Les déclarations masculines sont cependant suffisamment diversifiées pour qu'on puisse envisager un autre niveau de lecture des données. Mais cette lecture ne peut se faire à une échelle individuelle. Il ne s'agit pas de repérer les statuts professionnels d'individus isolés. Les obstacles à cette approche seraient en effet multiples. Les déclarations à l'état civil sont instables et imprécises. Elles se référent indistinctement aux taxinomies professionnelles internes au monde du travail, aux distinctions entre branches d'activité et aux oppositions entre statuts socioprofessionnels. C'est par la confrontation entre des déclarations interdépendantes, autour d'une même individu – les séquences de déclarations contrôlables –, ou à travers les liens père/parrain que nous espérons progresser.

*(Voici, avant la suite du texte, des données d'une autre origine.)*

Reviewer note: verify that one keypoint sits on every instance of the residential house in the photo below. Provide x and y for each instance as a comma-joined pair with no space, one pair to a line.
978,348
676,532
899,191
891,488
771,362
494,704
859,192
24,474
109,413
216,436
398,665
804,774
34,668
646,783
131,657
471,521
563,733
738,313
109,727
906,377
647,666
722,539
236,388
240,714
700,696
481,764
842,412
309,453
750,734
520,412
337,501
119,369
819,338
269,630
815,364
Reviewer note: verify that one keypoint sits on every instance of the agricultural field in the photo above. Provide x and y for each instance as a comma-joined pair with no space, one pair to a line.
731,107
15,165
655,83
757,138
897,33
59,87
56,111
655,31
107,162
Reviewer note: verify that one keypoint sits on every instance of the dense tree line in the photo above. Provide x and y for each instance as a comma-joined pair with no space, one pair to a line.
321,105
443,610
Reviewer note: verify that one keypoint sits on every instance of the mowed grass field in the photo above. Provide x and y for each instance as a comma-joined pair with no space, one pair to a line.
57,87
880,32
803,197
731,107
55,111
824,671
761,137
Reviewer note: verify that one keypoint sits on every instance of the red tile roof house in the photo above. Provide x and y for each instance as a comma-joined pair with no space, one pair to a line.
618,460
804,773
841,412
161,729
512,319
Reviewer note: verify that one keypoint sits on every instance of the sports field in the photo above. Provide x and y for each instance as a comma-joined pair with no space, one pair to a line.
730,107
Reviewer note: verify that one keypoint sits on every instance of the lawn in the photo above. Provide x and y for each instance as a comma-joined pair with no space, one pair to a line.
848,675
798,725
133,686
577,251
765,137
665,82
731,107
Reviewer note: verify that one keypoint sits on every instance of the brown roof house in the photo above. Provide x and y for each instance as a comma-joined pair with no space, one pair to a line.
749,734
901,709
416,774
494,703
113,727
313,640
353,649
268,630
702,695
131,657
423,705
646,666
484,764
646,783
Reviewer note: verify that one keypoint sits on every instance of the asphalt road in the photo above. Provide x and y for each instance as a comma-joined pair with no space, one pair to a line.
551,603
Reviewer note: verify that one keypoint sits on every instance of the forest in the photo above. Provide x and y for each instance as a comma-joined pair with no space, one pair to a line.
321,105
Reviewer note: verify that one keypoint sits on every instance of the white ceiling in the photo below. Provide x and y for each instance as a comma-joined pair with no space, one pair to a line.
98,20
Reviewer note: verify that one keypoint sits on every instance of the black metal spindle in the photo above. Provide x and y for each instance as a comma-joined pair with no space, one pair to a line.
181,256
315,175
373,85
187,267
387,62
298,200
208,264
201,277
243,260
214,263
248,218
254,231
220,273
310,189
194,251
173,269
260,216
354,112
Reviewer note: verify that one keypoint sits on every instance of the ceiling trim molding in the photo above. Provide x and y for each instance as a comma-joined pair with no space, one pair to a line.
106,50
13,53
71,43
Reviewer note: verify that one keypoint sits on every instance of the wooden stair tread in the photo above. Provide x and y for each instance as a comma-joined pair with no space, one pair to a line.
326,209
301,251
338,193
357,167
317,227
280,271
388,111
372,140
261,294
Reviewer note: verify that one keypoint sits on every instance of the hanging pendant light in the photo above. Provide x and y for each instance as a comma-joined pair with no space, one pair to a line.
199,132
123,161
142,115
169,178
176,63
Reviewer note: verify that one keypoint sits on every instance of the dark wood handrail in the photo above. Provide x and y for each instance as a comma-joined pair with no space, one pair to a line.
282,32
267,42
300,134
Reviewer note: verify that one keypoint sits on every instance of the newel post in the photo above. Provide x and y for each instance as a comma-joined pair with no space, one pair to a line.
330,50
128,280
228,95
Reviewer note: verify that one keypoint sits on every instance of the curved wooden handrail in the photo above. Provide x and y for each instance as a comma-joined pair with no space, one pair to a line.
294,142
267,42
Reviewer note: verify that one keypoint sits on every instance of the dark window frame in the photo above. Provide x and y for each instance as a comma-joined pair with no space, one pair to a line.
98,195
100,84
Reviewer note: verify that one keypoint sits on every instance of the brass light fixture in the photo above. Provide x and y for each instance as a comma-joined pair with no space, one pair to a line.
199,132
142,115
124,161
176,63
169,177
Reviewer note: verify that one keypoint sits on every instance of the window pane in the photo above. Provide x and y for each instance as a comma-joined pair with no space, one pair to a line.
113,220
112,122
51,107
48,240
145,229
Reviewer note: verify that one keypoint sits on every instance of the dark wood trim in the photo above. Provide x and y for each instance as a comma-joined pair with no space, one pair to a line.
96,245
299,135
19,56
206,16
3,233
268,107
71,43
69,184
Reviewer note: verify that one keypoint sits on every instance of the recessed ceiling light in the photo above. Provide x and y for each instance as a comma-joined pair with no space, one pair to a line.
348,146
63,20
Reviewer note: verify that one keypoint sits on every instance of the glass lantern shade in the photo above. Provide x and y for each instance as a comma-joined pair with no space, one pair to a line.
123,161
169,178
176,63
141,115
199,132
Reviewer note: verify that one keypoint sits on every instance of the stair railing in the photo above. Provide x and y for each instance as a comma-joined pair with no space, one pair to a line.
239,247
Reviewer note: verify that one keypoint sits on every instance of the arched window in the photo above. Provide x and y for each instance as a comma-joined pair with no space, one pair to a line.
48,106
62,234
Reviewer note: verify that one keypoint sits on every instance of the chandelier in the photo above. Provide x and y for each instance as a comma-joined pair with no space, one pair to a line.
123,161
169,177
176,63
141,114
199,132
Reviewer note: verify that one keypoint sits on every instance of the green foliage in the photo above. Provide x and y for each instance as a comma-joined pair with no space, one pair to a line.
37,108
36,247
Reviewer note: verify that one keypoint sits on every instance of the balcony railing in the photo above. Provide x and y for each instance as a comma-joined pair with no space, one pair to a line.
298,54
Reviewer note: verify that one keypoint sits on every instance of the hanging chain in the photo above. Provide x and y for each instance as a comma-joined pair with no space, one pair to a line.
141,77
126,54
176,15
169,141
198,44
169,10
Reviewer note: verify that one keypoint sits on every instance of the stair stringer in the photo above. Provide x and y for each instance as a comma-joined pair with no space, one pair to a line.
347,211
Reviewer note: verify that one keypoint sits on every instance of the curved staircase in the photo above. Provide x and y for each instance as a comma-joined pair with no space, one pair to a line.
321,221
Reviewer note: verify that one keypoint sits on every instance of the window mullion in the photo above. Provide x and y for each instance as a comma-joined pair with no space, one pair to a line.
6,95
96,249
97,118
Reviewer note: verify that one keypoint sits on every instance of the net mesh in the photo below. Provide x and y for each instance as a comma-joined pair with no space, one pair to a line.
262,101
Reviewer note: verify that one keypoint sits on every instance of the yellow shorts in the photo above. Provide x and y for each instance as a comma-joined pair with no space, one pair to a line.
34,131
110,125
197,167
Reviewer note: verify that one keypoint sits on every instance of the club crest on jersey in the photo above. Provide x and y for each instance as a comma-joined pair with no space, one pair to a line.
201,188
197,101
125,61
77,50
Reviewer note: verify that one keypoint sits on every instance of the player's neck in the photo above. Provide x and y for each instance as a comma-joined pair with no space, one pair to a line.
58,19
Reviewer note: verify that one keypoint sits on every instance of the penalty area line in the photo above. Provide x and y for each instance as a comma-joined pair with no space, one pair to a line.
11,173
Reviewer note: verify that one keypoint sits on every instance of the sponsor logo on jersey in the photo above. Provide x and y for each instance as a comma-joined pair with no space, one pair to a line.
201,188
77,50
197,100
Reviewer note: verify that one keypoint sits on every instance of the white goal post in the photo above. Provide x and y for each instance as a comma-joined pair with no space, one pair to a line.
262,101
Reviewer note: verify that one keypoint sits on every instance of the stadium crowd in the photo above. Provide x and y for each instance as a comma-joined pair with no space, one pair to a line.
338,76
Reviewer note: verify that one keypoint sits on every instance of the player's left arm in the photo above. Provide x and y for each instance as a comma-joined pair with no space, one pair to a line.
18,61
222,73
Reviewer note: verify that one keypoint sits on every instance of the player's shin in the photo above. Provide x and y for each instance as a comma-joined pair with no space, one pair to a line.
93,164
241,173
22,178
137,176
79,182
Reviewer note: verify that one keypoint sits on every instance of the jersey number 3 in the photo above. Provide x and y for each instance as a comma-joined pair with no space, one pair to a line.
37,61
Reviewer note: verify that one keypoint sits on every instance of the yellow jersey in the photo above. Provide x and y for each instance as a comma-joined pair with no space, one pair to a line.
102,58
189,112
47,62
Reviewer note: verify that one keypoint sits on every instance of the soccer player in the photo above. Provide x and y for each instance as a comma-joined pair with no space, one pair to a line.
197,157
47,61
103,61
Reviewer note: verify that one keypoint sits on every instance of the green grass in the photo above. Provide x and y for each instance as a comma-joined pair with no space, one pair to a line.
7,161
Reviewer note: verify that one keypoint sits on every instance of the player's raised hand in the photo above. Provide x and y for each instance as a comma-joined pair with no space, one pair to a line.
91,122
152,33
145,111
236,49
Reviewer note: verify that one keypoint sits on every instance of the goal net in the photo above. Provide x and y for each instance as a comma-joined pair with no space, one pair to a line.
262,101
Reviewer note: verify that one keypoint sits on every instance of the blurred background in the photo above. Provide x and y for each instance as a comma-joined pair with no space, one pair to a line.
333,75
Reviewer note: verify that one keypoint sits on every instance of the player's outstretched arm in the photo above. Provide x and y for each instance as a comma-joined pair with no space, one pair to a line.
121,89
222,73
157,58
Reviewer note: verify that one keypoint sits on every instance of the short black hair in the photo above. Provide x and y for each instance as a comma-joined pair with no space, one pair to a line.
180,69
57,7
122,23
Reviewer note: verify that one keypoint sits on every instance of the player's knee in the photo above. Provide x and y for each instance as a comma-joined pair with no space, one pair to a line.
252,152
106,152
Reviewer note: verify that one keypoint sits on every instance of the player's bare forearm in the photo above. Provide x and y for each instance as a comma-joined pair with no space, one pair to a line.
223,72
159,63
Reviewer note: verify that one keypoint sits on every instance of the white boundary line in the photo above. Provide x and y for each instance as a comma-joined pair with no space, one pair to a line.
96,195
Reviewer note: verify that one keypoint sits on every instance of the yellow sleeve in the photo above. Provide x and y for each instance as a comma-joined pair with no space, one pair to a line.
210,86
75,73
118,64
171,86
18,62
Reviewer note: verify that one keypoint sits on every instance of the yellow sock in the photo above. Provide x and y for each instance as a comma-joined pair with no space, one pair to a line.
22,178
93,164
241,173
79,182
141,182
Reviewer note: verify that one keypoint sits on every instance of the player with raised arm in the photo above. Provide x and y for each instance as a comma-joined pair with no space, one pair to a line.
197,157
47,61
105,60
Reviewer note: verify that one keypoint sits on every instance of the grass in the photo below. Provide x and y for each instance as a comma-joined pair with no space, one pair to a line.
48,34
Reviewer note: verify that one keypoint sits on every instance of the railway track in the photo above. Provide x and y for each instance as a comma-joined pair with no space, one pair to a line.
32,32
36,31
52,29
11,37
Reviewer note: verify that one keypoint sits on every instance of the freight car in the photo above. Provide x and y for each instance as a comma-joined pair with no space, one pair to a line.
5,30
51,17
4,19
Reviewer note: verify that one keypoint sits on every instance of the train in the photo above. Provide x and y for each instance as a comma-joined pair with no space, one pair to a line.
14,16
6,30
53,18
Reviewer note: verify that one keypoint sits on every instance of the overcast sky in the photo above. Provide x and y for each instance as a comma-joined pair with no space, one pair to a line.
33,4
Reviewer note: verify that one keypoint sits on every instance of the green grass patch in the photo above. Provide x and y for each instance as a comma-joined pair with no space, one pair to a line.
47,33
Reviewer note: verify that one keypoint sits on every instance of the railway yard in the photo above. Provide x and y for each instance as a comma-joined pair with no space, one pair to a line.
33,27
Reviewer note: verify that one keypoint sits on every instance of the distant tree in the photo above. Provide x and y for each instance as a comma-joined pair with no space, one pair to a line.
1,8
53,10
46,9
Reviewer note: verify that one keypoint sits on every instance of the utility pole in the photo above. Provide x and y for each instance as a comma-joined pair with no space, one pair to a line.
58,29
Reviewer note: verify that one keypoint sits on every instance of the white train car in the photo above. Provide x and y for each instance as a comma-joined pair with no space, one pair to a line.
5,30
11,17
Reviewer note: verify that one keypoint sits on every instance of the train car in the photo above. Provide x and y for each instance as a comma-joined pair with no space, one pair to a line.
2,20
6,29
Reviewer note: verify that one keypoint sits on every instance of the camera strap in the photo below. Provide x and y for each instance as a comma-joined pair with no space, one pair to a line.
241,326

L'analyse de quelques modes de définition des identités professionnelles nous donne un angle d'approche. Notre bilan peut paraître maigre du point de vue de l'histoire du salariat au Portugal. Beaucoup de questions ont été laissées en suspens. Mais nous savions que notre apport ne devait pas être jugé à l'aune de cette problématique. Si nous nous étions contentés de la bibliographie disponible, nous aurions sûrement eu tendance à surévaluer l'importance des métiers comme forme traditionnelle de définition des positions sociales dans les milieux populaires lisboètes. La suite de notre étude aurait alors consisté essentiellement à tenter de rechercher les traces de ces solidarités de métier dans les relations interindividuelles observables chez les habitants de la Rua da Cruz et de la Rua Feliciano de Sousa. Au lieu de cela, nous sommes parvenus à élaborer une grille de lecture plus complexe qui peut être appliquée à l'examen des comportements relationnels. La mention de l'employeur, qu'il soit public – l'État ou la ville de Lisbonne – ou privé, apparaissait à première vue comme une information secondaire car plutôt rare. Elle revêt désormais un caractère beaucoup plus fondamental.

Notes
677.

À en juger d'après les pages consacrées à la critique de la source dans des études aussi diverses comme : O. Zeller, Les recensements lyonnais..., op. cit. ; J. Dûpaquier et D. Kessler (dir.), La société française au XX e siècle, op. cit. ; Jean-Luc Pinol, Les mobilités de la grande ville, op. cit.

678.

Des questions abordées dans : Gérard Noiriel, «Surveiller les déplacements ou identifier les personnes ? Contribution à l'histoire du passeport en France de la Ie à la IIIe République", dans Genèses, nº30, mars 1998, pp. 77-100.

679.

Les fichiers de la Promotora sont d'une nature différente. L'influence du milieu local y est plus nette.